My relationship with garden hedges and the trimming of in the built environment - I frequently pass 'neatly' trimmed vegetative boundaries which have obviously been executed with deliberate straight lines, but often these straight lines aren't fekin 'level'. They don't tally with the architectural structures that they are juxtaposed with and consequentially a voice in my head screams, Why ? I find such hedges visually offensive and pretty confusing, which manifests in a mild state of physical imbalance. If I allow my frustrations brew, I find myself wanting to confront the perpetrator so that I can school them in my hedge trimming doctrine and cleanse them of what I perceive as being a crime against the urbanscape . Personally, I've frequently used the aid of a large spirit level when trimming a hedge and as completion of the task nears I 'eye through' the lines of my craft against the surrounding structures from different hights and distances until I'm content :) But, interestingly with regards to my perception of the appearance of the 'natural environment' (not interfered with by man) I don't find these in anyway to be difficult to understand or accept, indeed I embrace them as they make me feel calm and centered.
This made me laugh :)
Then again there appear to be a lot of Neolithic dietary influences on the state of mind of people, including anxiety. See, for example, some of the recent references cited in https://grundvilk.substack.com/p/more-likely-knock-on-effects-of-the.
I love the opening quote of that article and certainly think there's something to be said about diet's effect on mental health, but I'm not convinced by many of the studies listed in the article, nor do I think diet necessarily deserves such a central place in the evolutionary mismatch picture. Could be important, sure, but I'd want to see better research on the question. Perhaps I'll have a look at one of the books you mentioned. Thanks for reading and commenting.
Always good to keep an open mind -- otherwise a person is no better than a closet-trained AI server. I think Georgia Ede's book is the best to date, although it gets a bit too touchy-feely for my general taste.
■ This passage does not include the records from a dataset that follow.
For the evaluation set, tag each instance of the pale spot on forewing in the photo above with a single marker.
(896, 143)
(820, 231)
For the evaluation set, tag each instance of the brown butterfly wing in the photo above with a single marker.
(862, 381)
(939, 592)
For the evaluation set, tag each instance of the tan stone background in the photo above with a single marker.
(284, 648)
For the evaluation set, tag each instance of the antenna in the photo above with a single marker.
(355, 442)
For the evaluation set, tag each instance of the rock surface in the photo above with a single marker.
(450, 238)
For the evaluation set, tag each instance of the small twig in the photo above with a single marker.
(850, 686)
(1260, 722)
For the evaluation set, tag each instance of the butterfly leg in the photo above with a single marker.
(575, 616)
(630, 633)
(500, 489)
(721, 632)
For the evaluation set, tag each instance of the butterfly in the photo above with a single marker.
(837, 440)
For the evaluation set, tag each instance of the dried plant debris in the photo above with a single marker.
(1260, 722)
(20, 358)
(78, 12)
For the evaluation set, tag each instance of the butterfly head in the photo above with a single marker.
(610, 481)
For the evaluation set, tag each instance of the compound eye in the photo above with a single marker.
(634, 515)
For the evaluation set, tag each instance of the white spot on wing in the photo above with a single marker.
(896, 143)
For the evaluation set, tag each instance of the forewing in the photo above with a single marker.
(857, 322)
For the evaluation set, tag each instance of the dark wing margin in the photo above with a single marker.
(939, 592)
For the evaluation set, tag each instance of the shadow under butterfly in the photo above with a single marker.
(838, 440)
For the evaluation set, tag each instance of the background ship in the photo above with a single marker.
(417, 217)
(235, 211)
Ok cool, I'll target that one then :)
Absolutely fascinating. And I'd say tentatively, not implausible interpretation for some OCD at least.
Anxiety (hypervigilance etc -- something we sadly evolved to have a tendency towards) has a way of latching onto THINGS THAT ARE HANDY. Satisfaction holes (I've never heard of this before but what a fabulous concept) are perfect because they are always available. You can't fix or reason (looking at you, CBT) your way out of them.
As an aside: I don't have OCD as such but my ptsd-adjacent crazy manifests at times with intrusive thoughts of atrocities and similar (historical typically, like black death, famines, genocides): I can do absolutely nothing about them. Perfect to latch on.
But also. If we accept that principle, then the standard advice of not trying to fix OCD by buying into symptoms (eg not checking heaters and irons) is not quite right. Because some things genuinely provide a fix. And yes, symptoms substitution is a thing so maybe something else will turn up. But still. There was this anecdotal story of a woman obsessing about not switching off her hairdryer. And what solved it fir her was advice to BRING IT WITH HER in the car as she leaves. Whether she started to obsess about something else, the story doesn't tell.
Yep, you nail my main gripe with CBT, its insistence on reasoning/logic. There is often a logic to these things but not in the way that CBT means.
I also take your point that although bringing the hair dryer in the car doesn't solve the underlying problem, it does provide a fix to a common occurrence of the problem, and a lot of times, removing enough common occurrences makes the underlying problem tolerable. This does go against the standard clinical advice, however, of tolerating the obsession ("Did I leave the hair dryer on?") by not giving into the compulsion ("Let me just run in and check.")
Thank you for reading and commenting.